COM – Component Object Model The underlying technology supporting interoperability: A model for binary code developed by Microsoft, The COM model enables programmers to develop objects that can be accessed by any com-compliant application , Both OLE and ActiveX are based on COM.

COM Mechanism SW component Q supplies service to component P, P is a client of Q, IF P and Q are: … parts of the same process: – P can invoke Q, … running on the same machine: – P and Q can communicate through interprocess communication mechanism , … running on different machines: – A remote process call (RPC) can be used.

How COM Is Implemented Each piece is implemented as a COM component (“object”), Each component has one or more interfaces, Each interface supports one or more functions (“methods”), The client calls the COM library and specifies: The class of the component, The specific interface , The COM library instantiates the COM component, and returns a pointer to the chosen interface.

COM – Warning COM uses object-oriented terminology: Class, Object, Method , However, COM is currently only object-based, not object-oriented, COM does not support inheritance.

CORBA … Common Object Request Broker Architecture, International standard for OO systems. [1989] , CORBA supports the interoperability of SW application running on different machines within a distribute heterogeneous environment.

CORBA (Cont’d) ORB (Object request broker) allows client to invoke a method of any object in the system, ORB - “the mother of all client/server middleware”, Supports interoperability across vendors, networks, languages and operating systems, CORBA implementations: HP ORB+, DEC object-broker, Visigenic ORB ,

Comparing OLE/COM VS CORBA … Both OLE/COM and CORBA provide equivalent support for interoperability, CORBA is an international standard: Implemented on a wide variety of platforms , OLE/COM is a Microsoft product: Hard to use with non-Microsoft products.

OLE/COM VS CORBA (Cont’d) … “Many people perceive OLE programming to be overwhelming. With the several hundred new APIs required to learn OLE, this is understandable. In addition, OLE requires a new way of thinking. The programmer is required to think of everything in the OLE environment as an object from a disk file, a data item, or an application to hardware or operating systems. In addition, OLE requires the programmer to follow a strict set of rules that is independent of computer language, the OS, or even the HW platform. This book is your introduction into this world. Over the next 21 days you will learn the rules to program in this environment, building on the base that you already know: C++ and windows. In fact, within the first few days you will be able to take many of your existing applications and make them into OLE applications.” Teach yourself OLE Programming in 21 days, Lawrence Harris.

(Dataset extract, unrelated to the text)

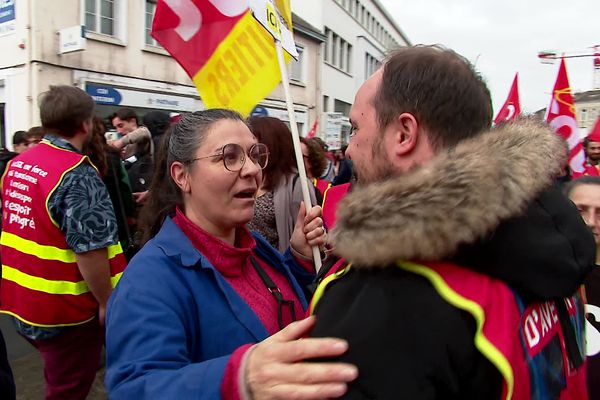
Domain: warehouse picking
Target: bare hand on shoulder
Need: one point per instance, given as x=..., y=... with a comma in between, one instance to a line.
x=277, y=368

OLE/COM VS CORBA (Cont’d) CORBA is independent on underlying communication mechanism, OLE/COM communication mechanism is Microsoft proprietary, Integration of COTS SW is easier with OLE/COM: Most COTS SW is supplied by Microsoft , CORBA is much simpler than COM: OLE/COM documents > 2,000, win32 knowledge is required as well, CORBA Pages ~ 178.

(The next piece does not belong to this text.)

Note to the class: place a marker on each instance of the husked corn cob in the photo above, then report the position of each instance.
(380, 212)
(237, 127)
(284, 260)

Future Trends in Interoperability … OLE/COM and CORBA are currently the “big two.”, Other interoperability products may succeed, such as JavaBeans (SUN & IBM), JavaBeans – Fully portable, compact, architecturally neutral and platform neutral API ,

Future Trends in Interoperability (Cont’d) Web-based applications need to be integrated into client–server products, XML (extensible markup language) will probably play a major role, Whatever, interoperability will be easier to achieve in the future ,

Summary Introduction, Impediments to reuse, Reuse case studies, Objects and reuse, Reuse during design and implementation phases, Reuse and maintenance, Portability, Portability strategies, Interoperability.